Elle cite une série d’illustrations de "Géographie de la terre d’Israël", qui recèle un message camouflé sur la nature primitive des Arabes : l’homme est en pantalons bouffants et porte un keffieh, la femme porte le costume traditionnel, elle est en général assise par terre, et des enfants sans visage jettent derrière son dos un regard furtif. Le texte explique : "les résidents arabes tiennent à vivre dans des maisons de plain-pied, dont le coût est élevé. On s’attend à ce que tous les besoins publics soient satisfaits par l’Etat". Les facteurs qui retardent le développement du village arabe en Israël, continue le livre, tiennent à ce que "la plupart des villages sont situés dans des régions excentrées, et leur accès est difficile. Ces villages sont restés en dehors du processus de développement et de changement parce qu’ils sont peu exposés à la vie urbaine moderne, et à cause de la difficulté de les relier aux réseaux d’eau et d’électricité". Ces facteurs n’existent pas pour les colons juifs qui choisissent de s’installer dans des avant-postes sur des collines qui sont situées "dans des régions excentrées, et [dont l’]accès est difficile".

Naturellement, les manuels scolaires réservent à Jérusalem un traitement particulier. Le livre "Terres de Méditerranée" (par Drora Va’adya, ed. Ma’alot), approuvé par le ministère de l’éducation, affirme qu’"en plus des juifs", des chrétiens et des musulmans du monde entier viennent à Jérusalem visiter des lieux qui sont saints pour chacune de leur religion". Commentaire de Peled-Elhanan : bien que les juifs constituent le groupe le plus petit sur le plan numérique, les chrétiens et les musulmans leur sont annexés. La photo d’une synagogue apparaît en premier, égale en taille aux photos réunies d’une mosquée et d’une église. La carte en appendice à ce chapitre montre Israël, qui comprend les territoires palestiniens, comme un îlot de juifs isolé dans un océan musulman et chrétien, et sans frontières politiques.

Dans "Settlements in the Expanse", livre approuvé, Peled-Elhanan n’a trouvé que deux lignes consacrées à l’histoire de Jérusalem depuis l’époque du roi David jusqu’à l’ère moderne, alors que 40 lignes sont consacrées au désir de Sion des juifs de la diaspora. Le mot "Arabes" est totalement absent du texte ou des cartes de Jérusalem : pas de quartier musulman, pas d’université palestinienne, pas d’hopitaux palestiniens.

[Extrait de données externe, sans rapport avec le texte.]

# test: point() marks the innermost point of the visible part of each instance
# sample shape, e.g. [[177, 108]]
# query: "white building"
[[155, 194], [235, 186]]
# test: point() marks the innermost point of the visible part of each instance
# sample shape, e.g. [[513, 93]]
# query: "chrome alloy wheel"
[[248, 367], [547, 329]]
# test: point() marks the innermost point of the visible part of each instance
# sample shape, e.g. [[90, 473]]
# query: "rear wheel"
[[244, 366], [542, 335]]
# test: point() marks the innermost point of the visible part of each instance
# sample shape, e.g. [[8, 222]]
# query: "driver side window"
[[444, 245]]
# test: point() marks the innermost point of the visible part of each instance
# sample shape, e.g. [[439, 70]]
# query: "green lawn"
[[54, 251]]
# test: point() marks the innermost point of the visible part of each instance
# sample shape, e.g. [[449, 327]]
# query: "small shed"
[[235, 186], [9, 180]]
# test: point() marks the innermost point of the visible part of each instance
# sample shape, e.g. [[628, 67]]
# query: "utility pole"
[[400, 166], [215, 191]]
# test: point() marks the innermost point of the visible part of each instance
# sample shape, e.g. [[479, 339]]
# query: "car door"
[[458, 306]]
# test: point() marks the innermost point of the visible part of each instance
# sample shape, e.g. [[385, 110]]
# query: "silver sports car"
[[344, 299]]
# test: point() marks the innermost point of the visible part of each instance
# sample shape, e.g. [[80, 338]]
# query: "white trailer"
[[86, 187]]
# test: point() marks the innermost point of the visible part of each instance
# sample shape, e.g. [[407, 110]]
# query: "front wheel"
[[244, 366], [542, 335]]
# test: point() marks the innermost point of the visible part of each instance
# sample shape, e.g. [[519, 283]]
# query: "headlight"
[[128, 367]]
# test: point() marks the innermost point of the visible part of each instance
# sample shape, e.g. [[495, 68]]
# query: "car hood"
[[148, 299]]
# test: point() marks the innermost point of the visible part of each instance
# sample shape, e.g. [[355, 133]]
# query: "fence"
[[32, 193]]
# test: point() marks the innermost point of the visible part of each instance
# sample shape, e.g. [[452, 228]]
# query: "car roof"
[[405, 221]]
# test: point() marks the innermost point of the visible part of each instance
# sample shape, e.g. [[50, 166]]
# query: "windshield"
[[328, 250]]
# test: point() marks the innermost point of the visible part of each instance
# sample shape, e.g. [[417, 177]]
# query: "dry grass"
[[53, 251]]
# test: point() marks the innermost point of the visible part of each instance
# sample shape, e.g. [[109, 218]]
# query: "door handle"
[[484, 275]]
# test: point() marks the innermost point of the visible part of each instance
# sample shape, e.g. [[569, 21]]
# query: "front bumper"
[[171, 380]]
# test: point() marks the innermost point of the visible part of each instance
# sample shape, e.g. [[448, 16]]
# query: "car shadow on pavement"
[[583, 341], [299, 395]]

Pour Yaakov Katz, certaines de ces critiques concernent des livres non approuvés par le ministère de l’éducation, et il sait que certains établissements n’appliquent pas ses directives. Contrairement à ces manuels, ceux approuvés par le ministère subissent un examen minutieux par des experts, pour s’assurer qu’ils ne sont pas contaminés par une discrimination raciale, ethnique, sexuelle ou religieuse, et qu’ils ne contiennent pas de stéréotypes.

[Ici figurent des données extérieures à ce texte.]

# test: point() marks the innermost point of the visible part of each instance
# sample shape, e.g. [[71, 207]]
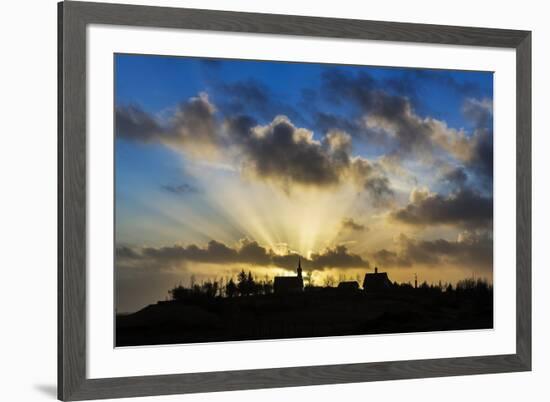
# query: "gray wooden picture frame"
[[73, 18]]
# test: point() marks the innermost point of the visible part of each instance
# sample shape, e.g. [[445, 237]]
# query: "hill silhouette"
[[203, 315]]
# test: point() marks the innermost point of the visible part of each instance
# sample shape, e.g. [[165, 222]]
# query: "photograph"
[[269, 200]]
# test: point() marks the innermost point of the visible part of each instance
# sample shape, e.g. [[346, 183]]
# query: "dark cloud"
[[473, 249], [246, 252], [464, 207], [350, 224], [337, 257], [133, 123], [251, 97], [456, 177], [180, 189], [388, 119], [284, 153], [387, 258], [278, 152], [192, 126]]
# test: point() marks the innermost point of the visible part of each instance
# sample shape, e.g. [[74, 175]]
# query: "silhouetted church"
[[290, 284], [376, 282]]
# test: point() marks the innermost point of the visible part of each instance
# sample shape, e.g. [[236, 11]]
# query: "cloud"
[[287, 155], [245, 252], [192, 126], [337, 257], [250, 97], [180, 189], [133, 123], [472, 249], [464, 207], [479, 111], [350, 224], [387, 258], [455, 176], [278, 152], [391, 121]]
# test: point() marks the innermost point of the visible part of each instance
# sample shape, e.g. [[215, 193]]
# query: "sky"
[[223, 165]]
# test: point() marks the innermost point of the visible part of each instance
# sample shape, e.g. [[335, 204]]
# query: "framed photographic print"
[[239, 191]]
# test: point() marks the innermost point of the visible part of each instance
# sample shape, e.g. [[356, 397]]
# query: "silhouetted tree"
[[329, 281], [178, 293], [242, 283], [231, 289]]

Parmi ces experts figurent des universitaires comme Ghassem Khamaisi, l’historien Benny Morris, Dan Meridor, les professeurs Yossi Katz, Arnon Sofer, Amnon Rubinstein, Arieh Shahar, Yossi Shelhav et d’autres, peu suspects, selon Katz, de favoriser une approche non équilibrée ou de parti pris.

Concernant les cartes, Katz dit que le département cartographique du gouvernement ne marque pas la Ligne verte en tant que frontière officielle de l’Etat d’Israël, et qu’aussi longtemps que l’Autorité palestinienne n’aura pas été reconnue en tant qu’Etat souverain, elle ne doit pas être réprésentée comme Etat sur les cartes.

Cette dernière réponse est quasiment identique, mot pour mot, à la position palestinienne, selon laquelle le marquage de la frontière viendra avec un accord définitif sur les frontières entre Israël et la Palestine.